The film really is quite entertaining and an interesting experience and has a really great ensemble, with a few great characters (that the writers actually want you to connect in any way with) and very intense sequences. There’s some really memorable action sequences, but don’t expect a full-throttle action thriller. Expect a nice adventure flick with a great heroine (push over, Bella!) with some solid action sequences, and lots of adventure and a bit of dramatic science fiction futuristic material.

Okay, some stuff I didn’t like about it. The first is a spoiler and the second is pretty spoiler, but expected.

                                        *SORT OF SPOILER ALERT*         

I didn’t feel there was enough bonding time with Rue to be shared here. Not solid enough character development for her, as in the book.

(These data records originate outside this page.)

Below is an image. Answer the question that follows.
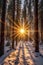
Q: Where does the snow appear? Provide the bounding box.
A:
[0,41,43,65]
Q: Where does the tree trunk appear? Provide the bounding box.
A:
[0,0,6,56]
[34,0,39,52]
[12,0,15,49]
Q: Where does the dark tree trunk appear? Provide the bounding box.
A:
[34,0,39,52]
[12,0,15,49]
[0,0,6,56]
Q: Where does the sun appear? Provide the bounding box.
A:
[20,28,25,34]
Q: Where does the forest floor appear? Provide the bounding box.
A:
[0,41,43,65]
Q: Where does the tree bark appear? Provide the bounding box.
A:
[34,0,39,52]
[12,0,15,49]
[0,0,6,56]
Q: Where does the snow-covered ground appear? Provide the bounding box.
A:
[1,41,43,65]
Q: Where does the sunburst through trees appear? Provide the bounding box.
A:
[11,22,29,39]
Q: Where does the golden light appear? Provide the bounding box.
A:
[20,28,25,34]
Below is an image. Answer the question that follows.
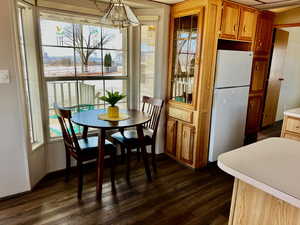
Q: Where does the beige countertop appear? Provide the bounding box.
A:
[218,138,300,208]
[284,108,300,118]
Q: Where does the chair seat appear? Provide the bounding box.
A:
[111,128,153,148]
[78,137,115,156]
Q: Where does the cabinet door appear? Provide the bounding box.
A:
[254,14,274,55]
[166,118,177,156]
[238,8,257,41]
[180,124,195,165]
[169,9,203,105]
[246,96,263,134]
[220,2,240,40]
[250,58,269,94]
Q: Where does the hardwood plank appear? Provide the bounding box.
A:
[0,157,233,225]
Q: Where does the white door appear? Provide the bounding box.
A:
[215,50,253,88]
[209,87,249,162]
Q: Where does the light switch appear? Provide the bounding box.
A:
[0,70,9,84]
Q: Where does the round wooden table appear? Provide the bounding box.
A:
[71,109,152,199]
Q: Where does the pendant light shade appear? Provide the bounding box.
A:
[101,0,140,29]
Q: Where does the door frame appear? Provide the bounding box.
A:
[259,23,300,130]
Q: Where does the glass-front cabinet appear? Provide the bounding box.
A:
[169,14,201,104]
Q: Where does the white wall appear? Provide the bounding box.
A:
[276,27,300,121]
[0,0,30,198]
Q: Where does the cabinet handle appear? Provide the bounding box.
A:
[233,24,237,31]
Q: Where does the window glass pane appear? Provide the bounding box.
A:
[41,19,74,46]
[81,24,102,49]
[140,25,156,98]
[78,80,105,109]
[47,81,79,137]
[103,50,127,76]
[75,48,103,76]
[102,27,126,50]
[41,14,127,137]
[43,47,75,77]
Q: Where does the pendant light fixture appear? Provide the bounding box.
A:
[100,0,140,29]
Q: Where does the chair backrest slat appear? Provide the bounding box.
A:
[142,96,164,137]
[54,104,80,153]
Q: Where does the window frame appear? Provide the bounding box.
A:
[15,0,45,150]
[138,20,159,108]
[37,7,131,143]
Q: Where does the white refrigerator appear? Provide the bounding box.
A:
[209,50,253,162]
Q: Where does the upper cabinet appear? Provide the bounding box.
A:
[253,13,274,56]
[221,2,240,39]
[220,1,257,42]
[169,11,203,105]
[238,8,257,41]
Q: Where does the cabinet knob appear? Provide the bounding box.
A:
[233,24,237,31]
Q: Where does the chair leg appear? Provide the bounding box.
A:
[126,148,131,182]
[65,151,71,182]
[151,143,157,173]
[110,151,116,194]
[136,148,141,161]
[120,144,126,164]
[77,160,83,199]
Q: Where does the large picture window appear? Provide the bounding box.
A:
[40,14,127,137]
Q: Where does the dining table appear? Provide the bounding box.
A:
[71,109,152,199]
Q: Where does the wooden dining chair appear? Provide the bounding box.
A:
[54,104,116,199]
[112,96,164,181]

I don’t see why Collins, like Stephenie Meyer, just had to add in a love triangle. It seems to be that it can’t be a young adult phenomenon without it. It’s very expected, so I didn’t really care for it; but at the same time is effective.

*END OF SPOILERS*

Okay guys, it’s pretty safe to read here. Some other stuff I didn’t dig about the film is that some of the material is a little unclear for those audience members who haven’t read the book, and I didn’t like that aspect of it. I would have thought that the loose ends of the background information would have been better connected with the actual author of the book (Suzanne Collins) having a writing credit for the film.

I feel that the film just needed a bit more violence to be better appreciated; readers could easily handle the violence portrayed in the book, so why couldn’t there be a lot more of it in the actual film? Sometimes young adult’s imaginations can be even more violent than what is portrayed on film, so I just didn’t care for it in that aspect. It couldn’t have even gone for a 14A rating? Or like a really strong 14A rating that could have been secured without going too far as to get an 18A rating? I know it’s a young adult audience, but seriously; more than half of the tributes were killed off screen.

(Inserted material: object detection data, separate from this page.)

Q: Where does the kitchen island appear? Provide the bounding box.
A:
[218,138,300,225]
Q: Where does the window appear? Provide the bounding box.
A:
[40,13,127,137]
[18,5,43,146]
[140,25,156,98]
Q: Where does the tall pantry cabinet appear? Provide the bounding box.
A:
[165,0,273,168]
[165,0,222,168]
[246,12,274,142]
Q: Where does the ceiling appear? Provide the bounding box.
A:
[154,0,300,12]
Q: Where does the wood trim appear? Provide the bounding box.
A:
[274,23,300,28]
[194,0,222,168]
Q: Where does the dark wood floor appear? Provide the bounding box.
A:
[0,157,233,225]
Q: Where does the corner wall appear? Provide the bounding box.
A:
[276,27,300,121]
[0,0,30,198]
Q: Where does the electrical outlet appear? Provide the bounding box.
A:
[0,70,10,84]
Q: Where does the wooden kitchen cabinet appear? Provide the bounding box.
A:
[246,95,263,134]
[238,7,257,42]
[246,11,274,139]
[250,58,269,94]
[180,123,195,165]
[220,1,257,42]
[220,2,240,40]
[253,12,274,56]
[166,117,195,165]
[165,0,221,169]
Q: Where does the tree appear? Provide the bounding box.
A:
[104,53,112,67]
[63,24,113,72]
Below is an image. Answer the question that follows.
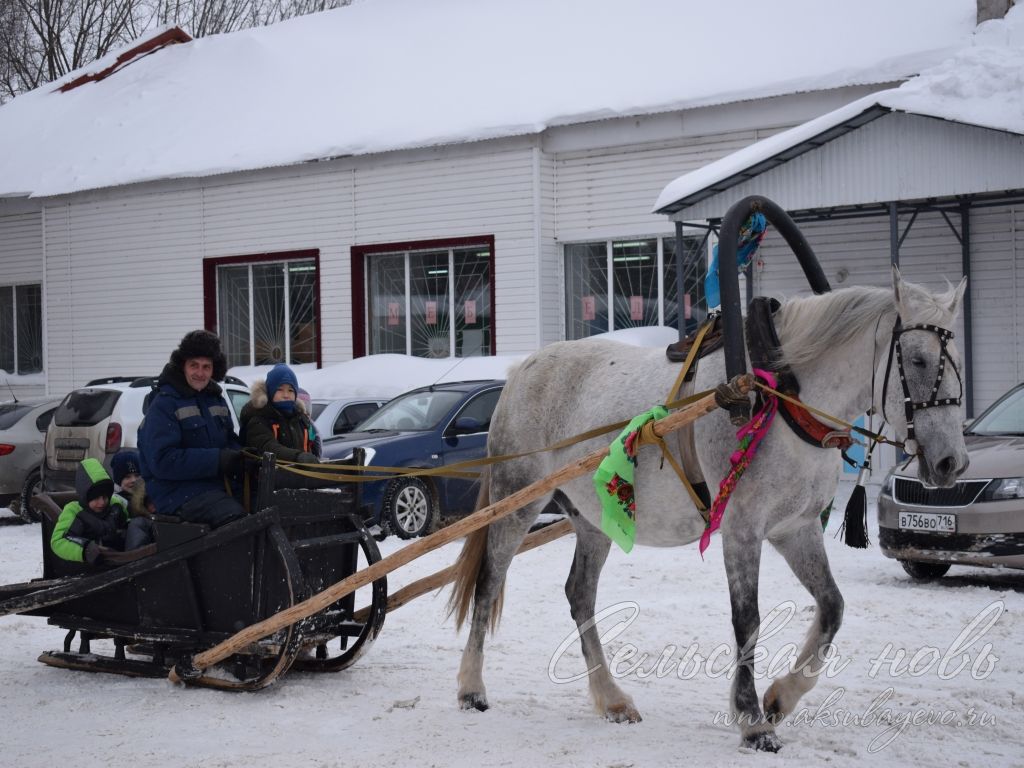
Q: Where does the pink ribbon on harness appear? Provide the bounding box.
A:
[700,368,778,559]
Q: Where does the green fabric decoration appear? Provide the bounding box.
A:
[594,406,669,552]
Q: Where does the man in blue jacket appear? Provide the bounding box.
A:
[138,331,246,527]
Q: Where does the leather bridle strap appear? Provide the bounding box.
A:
[882,315,964,442]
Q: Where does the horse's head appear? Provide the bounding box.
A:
[876,266,968,487]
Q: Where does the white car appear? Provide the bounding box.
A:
[43,376,249,493]
[312,397,388,437]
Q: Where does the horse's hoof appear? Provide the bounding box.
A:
[743,731,782,752]
[604,705,643,723]
[459,693,487,712]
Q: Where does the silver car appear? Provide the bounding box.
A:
[0,397,60,521]
[878,384,1024,579]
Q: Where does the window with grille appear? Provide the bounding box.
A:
[0,285,43,374]
[206,252,319,368]
[353,239,494,357]
[563,237,707,339]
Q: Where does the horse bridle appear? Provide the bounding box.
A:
[882,316,964,453]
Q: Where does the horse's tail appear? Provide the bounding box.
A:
[449,467,505,632]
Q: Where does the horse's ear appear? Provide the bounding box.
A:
[949,275,967,317]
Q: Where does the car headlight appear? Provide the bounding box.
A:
[984,477,1024,502]
[341,447,377,467]
[879,470,896,496]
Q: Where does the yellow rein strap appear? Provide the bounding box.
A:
[640,322,714,521]
[260,389,715,482]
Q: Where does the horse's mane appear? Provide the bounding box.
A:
[775,283,956,366]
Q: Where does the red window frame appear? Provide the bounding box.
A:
[203,248,324,368]
[350,234,498,357]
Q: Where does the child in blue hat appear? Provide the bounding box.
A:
[240,362,319,464]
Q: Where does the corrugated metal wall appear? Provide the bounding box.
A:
[555,130,769,243]
[37,139,548,392]
[683,113,1024,221]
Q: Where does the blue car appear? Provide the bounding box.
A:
[324,379,505,539]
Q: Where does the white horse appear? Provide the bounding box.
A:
[451,269,968,752]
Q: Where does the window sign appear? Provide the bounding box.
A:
[365,245,493,357]
[563,237,706,339]
[630,296,643,321]
[583,296,597,321]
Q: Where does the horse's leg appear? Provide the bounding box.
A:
[565,510,642,723]
[764,517,843,723]
[459,502,544,712]
[722,524,782,752]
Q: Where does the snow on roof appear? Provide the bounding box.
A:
[0,0,976,197]
[654,5,1024,213]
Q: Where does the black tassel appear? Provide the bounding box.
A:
[843,479,867,549]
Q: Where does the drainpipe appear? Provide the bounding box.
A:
[961,202,974,419]
[889,202,899,267]
[676,221,686,341]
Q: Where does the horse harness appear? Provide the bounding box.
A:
[665,297,853,520]
[746,296,853,451]
[882,315,964,454]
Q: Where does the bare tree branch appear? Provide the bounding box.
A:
[0,0,351,103]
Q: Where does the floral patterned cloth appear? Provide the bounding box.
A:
[594,406,669,552]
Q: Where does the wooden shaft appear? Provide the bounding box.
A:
[168,393,718,682]
[352,520,572,624]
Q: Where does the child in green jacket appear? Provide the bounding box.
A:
[50,459,153,564]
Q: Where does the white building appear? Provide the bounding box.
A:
[0,0,991,397]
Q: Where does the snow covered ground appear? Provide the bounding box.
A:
[0,485,1024,768]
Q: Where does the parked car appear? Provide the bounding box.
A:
[312,397,387,438]
[0,396,60,522]
[324,380,505,539]
[878,384,1024,579]
[43,376,249,493]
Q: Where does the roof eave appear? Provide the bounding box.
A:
[655,103,892,216]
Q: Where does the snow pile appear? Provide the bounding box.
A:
[0,0,975,197]
[653,5,1024,211]
[228,326,679,399]
[878,5,1024,133]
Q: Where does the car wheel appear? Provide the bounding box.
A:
[17,469,43,522]
[899,560,949,582]
[383,477,436,539]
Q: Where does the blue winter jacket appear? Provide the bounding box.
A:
[138,364,241,515]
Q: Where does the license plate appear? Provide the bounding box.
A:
[899,510,956,534]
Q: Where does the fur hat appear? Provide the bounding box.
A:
[171,329,227,381]
[111,451,140,485]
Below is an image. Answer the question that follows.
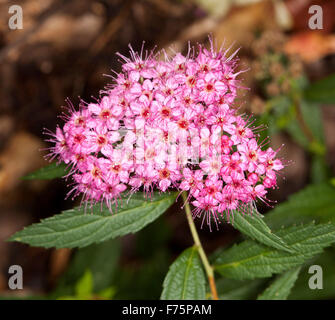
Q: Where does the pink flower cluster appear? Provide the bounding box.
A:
[46,40,283,224]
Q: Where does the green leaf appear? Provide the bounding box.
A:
[161,247,206,300]
[257,267,301,300]
[22,162,68,180]
[75,270,93,299]
[223,210,292,252]
[214,223,335,280]
[300,100,324,147]
[304,74,335,104]
[9,193,176,248]
[264,183,335,229]
[310,155,331,184]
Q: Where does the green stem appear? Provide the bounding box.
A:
[182,191,219,300]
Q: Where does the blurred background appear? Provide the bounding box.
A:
[0,0,335,299]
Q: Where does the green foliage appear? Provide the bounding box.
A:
[51,239,120,298]
[22,162,68,180]
[304,74,335,104]
[257,267,301,300]
[223,210,292,252]
[214,223,335,280]
[10,193,176,248]
[161,246,206,300]
[265,183,335,228]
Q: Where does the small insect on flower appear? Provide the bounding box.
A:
[49,39,284,225]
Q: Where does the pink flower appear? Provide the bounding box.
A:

In some ways it’s not an incredible adaptation, it isn’t quite on the same great caliber as Harry Potter or Lord of the Rings but outshines (or should I say… out-sparkles? I’m calling you out, Edward) Twilight by great lengths.

I guess this film review, that’s turning into a bit of an essay, should reach its conclusion soon.

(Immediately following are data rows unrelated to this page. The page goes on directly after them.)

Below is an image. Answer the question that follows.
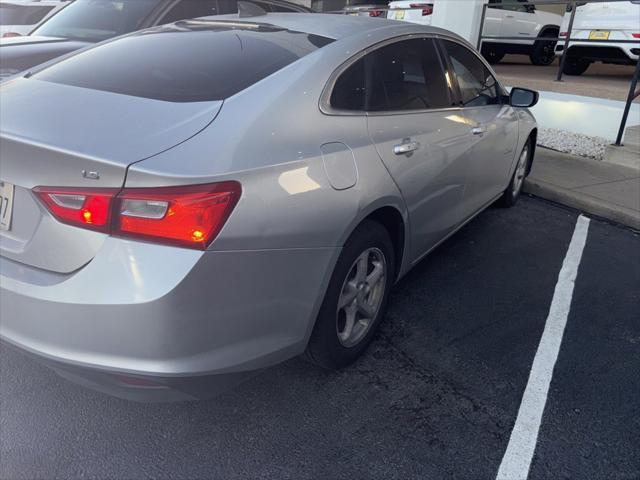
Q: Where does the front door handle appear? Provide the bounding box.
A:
[393,141,420,155]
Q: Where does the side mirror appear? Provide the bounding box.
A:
[509,87,539,108]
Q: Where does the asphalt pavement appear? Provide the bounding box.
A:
[0,197,640,480]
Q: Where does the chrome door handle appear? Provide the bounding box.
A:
[393,142,420,155]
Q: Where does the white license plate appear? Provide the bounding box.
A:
[0,181,13,230]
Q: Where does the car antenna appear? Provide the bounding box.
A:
[238,0,267,18]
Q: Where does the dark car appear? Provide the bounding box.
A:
[0,0,310,81]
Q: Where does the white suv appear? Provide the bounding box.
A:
[387,0,562,65]
[556,0,640,75]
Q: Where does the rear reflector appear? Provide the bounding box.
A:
[34,182,242,250]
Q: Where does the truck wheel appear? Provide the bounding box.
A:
[529,32,558,66]
[562,58,591,75]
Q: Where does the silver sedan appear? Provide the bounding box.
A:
[0,13,537,400]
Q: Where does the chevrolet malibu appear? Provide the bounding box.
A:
[0,13,537,400]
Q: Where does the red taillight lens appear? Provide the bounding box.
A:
[34,187,119,233]
[409,3,433,17]
[34,182,242,250]
[114,182,241,249]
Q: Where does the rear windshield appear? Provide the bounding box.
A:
[0,3,53,25]
[32,21,332,102]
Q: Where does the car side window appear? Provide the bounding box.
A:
[160,0,221,24]
[330,38,452,112]
[442,40,500,107]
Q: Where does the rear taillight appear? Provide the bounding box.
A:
[33,187,119,233]
[34,182,242,250]
[409,3,433,17]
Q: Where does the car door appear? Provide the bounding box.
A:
[483,0,505,37]
[361,37,471,260]
[440,39,518,216]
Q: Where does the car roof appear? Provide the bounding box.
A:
[197,13,459,40]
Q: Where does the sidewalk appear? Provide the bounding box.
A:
[524,146,640,230]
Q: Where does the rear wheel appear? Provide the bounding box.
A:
[562,58,591,75]
[529,31,558,66]
[306,220,395,369]
[500,139,533,207]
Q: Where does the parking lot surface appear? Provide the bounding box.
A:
[0,198,640,480]
[493,55,640,102]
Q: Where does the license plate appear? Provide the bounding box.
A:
[589,30,611,40]
[0,182,13,230]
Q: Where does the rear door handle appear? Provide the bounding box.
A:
[393,141,420,155]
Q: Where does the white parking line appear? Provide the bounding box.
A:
[496,215,589,480]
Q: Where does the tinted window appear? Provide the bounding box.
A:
[160,0,219,23]
[0,3,53,25]
[32,21,331,102]
[443,40,500,107]
[33,0,158,42]
[331,38,452,111]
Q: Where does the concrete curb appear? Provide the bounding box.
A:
[523,178,640,231]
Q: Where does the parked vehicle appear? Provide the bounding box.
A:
[0,0,309,80]
[0,13,537,399]
[556,0,640,75]
[387,0,562,65]
[343,2,387,18]
[0,0,66,38]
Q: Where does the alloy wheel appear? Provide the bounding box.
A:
[336,248,387,348]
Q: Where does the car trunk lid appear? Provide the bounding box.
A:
[0,79,222,273]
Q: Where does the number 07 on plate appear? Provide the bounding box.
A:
[0,181,14,230]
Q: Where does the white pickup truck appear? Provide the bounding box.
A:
[387,0,562,65]
[556,0,640,75]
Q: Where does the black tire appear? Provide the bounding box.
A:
[305,220,395,370]
[482,48,505,65]
[529,31,558,66]
[498,138,533,208]
[562,58,591,75]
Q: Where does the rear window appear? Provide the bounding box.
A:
[32,21,332,102]
[0,3,53,25]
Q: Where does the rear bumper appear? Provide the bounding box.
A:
[556,30,640,64]
[0,238,339,400]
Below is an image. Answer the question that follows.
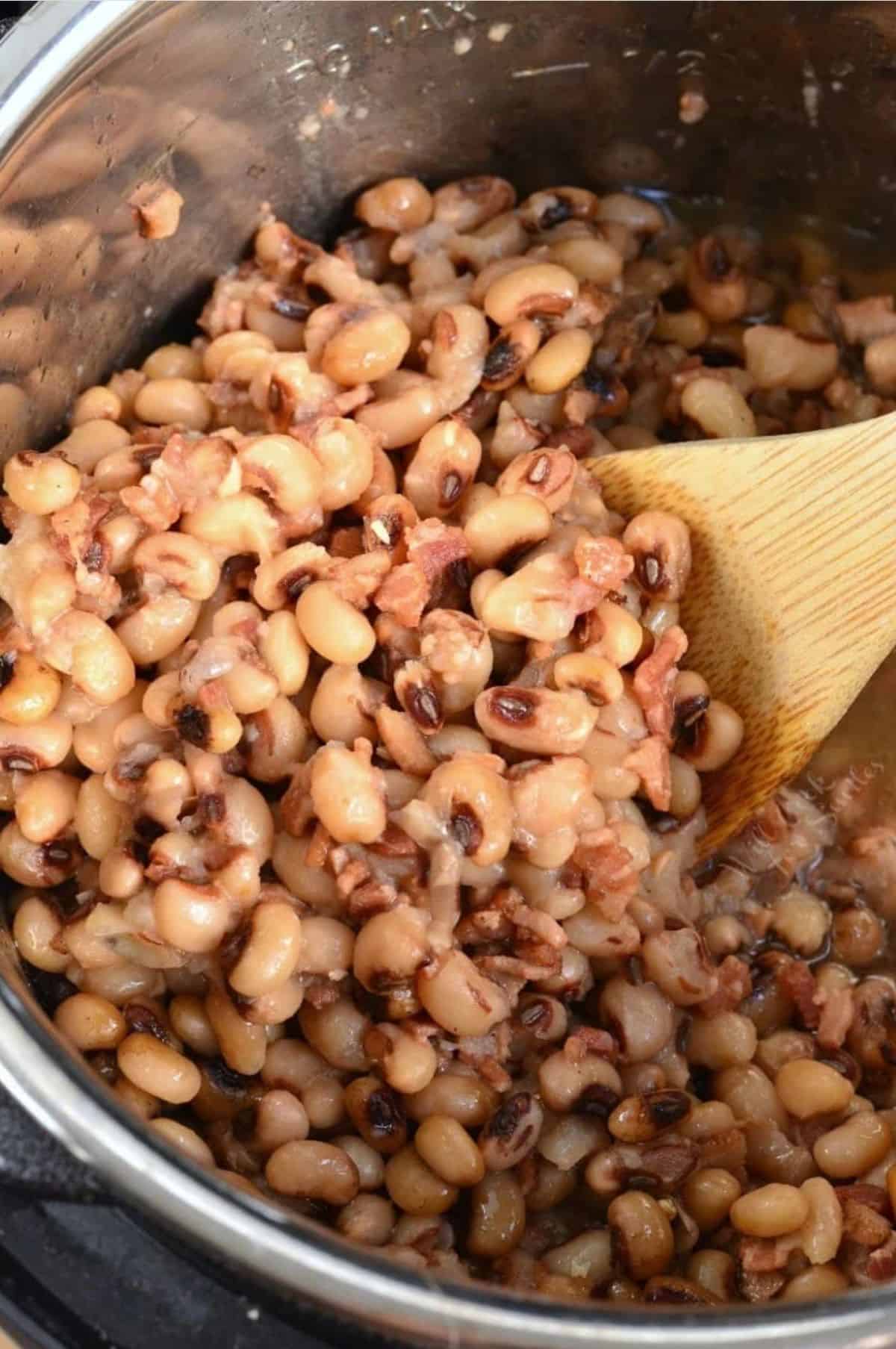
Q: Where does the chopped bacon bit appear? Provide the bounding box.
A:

It’s a film with a great heroine, great performances (by Jennifer Lawrence especially, who I wish the Academy will be so bold to nominate her for Best Actress; which I doubt will happen), great action/adventure sequences, and a story that offers a fresh enough cinematic experience. The film is a bit lengthy (with the Games starting about 65 minutes into the film), but of course there must be some background  information to be shared here, which could have been better-developed at that. For Oscars, I think the film should get Academy recognition (or at least large award recognition) for its Costume Design, Make-Up jobs especially, and its Cinematography, and even maybe a Best Picture nomination.

The film has a dynamite cast with Jennifer Lawrence in the lead spot, Josh Hutcherson, Liam Hemsworth, Stanley Tucci, Wes Bentley, Willow Shields, Elizabeth Banks (nearly recognizable, except for her voice, as Effie), Woody Harrelson, Donald Sutherland, Toby Jones, Lenny Kravitz, Amandla Stenberg (Rue), Alexander Ludwig (Cato) and Isabelle Fuhrman (Clove; whom I know as the little psychopath from Orphan).

It’s a film with slow pacing at the beginning but gets great when it heats up, has many entertaining sequences, and could have been a better adaptation, as there’s a lot of room for improvement, but is a great experience for both young adults and even some adults can enjoy; and should be enjoyed by those who are willing to accept it for the quite unique adapted experience it offers.